PayPal Holdings Inc. (NASDAQ: PYPL) on February 3, 2026 reported fourth-quarter 2025 financial results that fell short of analysts’ expectations, highlighting challenges for the fintech giant amid intensifying competition and slowing growth. The company posted $8.68 billion in revenue, below forecasts and reflecting weaker performance in key payment segments. Adjusted earnings were $1.23 per share, also missing consensus estimates of about $1.29.
The shortfall in both top and bottom lines translated into market headwinds: PayPal’s stock slid sharply, with shares falling by about 18 % in reaction to the results and guidance for continued pressure on earnings in the coming quarters.
In response to the disappointing performance, PayPal’s board announced a leadership transition. Alex Chriss, who had been serving as CEO, will step down effective March 1, 2026, with Enrique Lores — former president and CEO of HP Inc. and current PayPal board chair — named as his successor. During the transition period, PayPal’s chief financial and operating officer, Jamie Miller, will act as interim CEO.
Why It Matters
The earnings miss underscores growing challenges in the digital payments industry, where PayPal faces stiff competition from rivals such as Apple Pay, Google Wallet, Stripe and other innovative fintech platforms.
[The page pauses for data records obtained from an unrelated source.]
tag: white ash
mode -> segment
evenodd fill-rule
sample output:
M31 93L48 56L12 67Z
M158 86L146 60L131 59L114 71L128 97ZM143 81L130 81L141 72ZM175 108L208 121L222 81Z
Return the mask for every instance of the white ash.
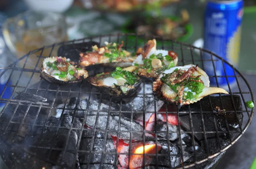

Slower growth in branded checkout services — historically a high-margin revenue driver — has been cited as a key factor behind the weaker results, contributing to investor concerns about PayPal’s ability to sustain momentum.
The leadership change reflects a broader recognition within the company that PayPal must accelerate execution and adapt its strategy more quickly to market shifts. Lores — with deep operational experience — is expected to prioritize operational discipline and reinvigorate growth across core and adjacent business lines.
Trend Impact
PayPal’s results and subsequent CEO transition arrive at a pivotal moment when digital payments are evolving rapidly, and consumer preferences are shifting. While total payment volume grew modestly, the deceleration in key segments points to mounting pressure on legacy fintech players to innovate faster. Investors will closely watch PayPal’s ability to leverage its broad user base, expand offerings such as BNPL (buy now, pay later) and enhance strategic products like Venmo to regain competitive footing.
The earnings report’s market impact, coupled with weakening revenue and shifts in leadership, could lead to recalibrated expectations among analysts and investors about the company’s trajectory in 2026 and beyond.